松太郎は彩子の行き付けのコーヒーショップに連れて行ってもらうか迷った。彩子からただならぬ雰囲気を感じたからである。
 

今はもうこちらを向いて立ち上がった彩子を松太郎は心配そうに見つめた。それから二人はエレベーターに乗り込んだ。
 


 
「あの、大丈夫?」
 

 
「大丈夫ですよ、気にしないで下さい。お店がここから少し離れた所にあるのでタクシーを呼びましょうか」
 

 
「タクシーは勿体ないですよ。今日は車で来ているので道を教えて下さい」
 

 
「解りました」
 


 
そう言ったきり、彩子は俯いて黙ってしまった。松太郎も余計なことはすまいと黙っていることにした。
 

ポン、と音がしてエレベーターは一階のロビーへ着いた。
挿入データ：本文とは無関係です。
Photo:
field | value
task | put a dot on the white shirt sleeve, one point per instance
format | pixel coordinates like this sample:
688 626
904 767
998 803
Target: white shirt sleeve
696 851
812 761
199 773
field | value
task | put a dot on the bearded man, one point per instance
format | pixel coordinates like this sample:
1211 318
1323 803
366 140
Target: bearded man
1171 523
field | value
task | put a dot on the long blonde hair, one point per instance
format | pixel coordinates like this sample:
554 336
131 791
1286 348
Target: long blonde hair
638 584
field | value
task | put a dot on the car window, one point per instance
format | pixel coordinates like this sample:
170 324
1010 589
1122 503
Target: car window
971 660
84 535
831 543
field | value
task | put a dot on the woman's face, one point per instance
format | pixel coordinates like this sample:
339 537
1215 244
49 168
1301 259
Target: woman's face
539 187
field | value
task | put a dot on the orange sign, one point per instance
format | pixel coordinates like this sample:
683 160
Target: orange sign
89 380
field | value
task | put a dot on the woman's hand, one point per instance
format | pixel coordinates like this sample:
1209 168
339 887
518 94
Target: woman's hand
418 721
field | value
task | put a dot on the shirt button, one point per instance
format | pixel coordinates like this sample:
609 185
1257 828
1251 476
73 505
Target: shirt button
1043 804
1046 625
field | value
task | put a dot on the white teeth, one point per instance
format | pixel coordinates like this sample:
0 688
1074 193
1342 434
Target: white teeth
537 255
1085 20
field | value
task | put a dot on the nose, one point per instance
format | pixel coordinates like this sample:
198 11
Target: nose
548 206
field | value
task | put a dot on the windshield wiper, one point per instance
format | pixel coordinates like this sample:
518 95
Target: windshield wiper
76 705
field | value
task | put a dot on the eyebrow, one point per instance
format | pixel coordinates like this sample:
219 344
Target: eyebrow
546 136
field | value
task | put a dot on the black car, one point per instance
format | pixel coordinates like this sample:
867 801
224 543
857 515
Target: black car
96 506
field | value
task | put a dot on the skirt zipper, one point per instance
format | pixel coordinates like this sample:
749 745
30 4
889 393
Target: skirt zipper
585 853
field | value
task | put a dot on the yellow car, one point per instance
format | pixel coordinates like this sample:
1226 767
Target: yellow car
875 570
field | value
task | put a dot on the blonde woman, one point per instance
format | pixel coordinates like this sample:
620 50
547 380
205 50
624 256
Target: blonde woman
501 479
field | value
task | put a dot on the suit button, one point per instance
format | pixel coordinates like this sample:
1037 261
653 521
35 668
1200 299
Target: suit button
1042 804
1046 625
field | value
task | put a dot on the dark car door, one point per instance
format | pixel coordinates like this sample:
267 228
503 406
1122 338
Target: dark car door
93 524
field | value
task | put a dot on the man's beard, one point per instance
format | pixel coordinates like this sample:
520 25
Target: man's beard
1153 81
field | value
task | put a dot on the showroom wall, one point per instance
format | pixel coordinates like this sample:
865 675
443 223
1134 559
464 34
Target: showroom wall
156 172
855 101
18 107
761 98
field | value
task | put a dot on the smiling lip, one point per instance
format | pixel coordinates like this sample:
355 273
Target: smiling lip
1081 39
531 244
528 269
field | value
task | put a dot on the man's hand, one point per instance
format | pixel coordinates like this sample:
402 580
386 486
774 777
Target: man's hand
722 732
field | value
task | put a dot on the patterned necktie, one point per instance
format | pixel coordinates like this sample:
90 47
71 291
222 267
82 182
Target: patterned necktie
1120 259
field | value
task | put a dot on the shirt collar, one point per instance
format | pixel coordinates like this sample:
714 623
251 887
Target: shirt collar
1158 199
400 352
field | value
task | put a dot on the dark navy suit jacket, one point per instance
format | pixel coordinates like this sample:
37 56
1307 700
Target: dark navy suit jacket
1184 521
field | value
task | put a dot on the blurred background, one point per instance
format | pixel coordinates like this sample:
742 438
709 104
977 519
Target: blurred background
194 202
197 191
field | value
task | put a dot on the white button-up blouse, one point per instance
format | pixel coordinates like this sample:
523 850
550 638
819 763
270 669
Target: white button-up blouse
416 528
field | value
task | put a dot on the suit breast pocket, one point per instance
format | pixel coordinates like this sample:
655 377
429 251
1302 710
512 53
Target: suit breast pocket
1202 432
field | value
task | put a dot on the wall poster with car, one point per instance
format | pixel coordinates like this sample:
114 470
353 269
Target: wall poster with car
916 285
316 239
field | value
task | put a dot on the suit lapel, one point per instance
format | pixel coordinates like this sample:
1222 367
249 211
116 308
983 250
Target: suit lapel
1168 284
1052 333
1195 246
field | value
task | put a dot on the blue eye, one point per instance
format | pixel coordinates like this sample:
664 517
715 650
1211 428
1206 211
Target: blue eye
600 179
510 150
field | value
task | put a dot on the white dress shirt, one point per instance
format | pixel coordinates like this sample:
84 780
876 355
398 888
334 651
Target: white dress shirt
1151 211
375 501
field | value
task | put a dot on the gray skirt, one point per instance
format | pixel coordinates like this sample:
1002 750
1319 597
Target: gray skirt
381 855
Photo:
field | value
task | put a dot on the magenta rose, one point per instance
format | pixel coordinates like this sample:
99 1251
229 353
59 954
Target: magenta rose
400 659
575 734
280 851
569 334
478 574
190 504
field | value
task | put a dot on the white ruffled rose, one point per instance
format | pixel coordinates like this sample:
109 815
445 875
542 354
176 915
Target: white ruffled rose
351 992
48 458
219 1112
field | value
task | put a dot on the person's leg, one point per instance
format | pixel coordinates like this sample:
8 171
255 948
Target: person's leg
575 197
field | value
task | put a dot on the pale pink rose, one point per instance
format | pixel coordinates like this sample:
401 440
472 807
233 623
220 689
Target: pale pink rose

なんだか、ふわりとどこかへ飛んで行ってしまいそうな人だ、と思いながら無言で降りた彩子を松太郎は見つめた。
 

そこで待っていて下さいと釘をさし、松太郎は地下車庫へと駆けてゆく。そんな松太郎を彩子は見つめていた。
 

女性はあんな素敵な男性が旦那様ならば、皆幸せになれるのだろうなと彩子は思った。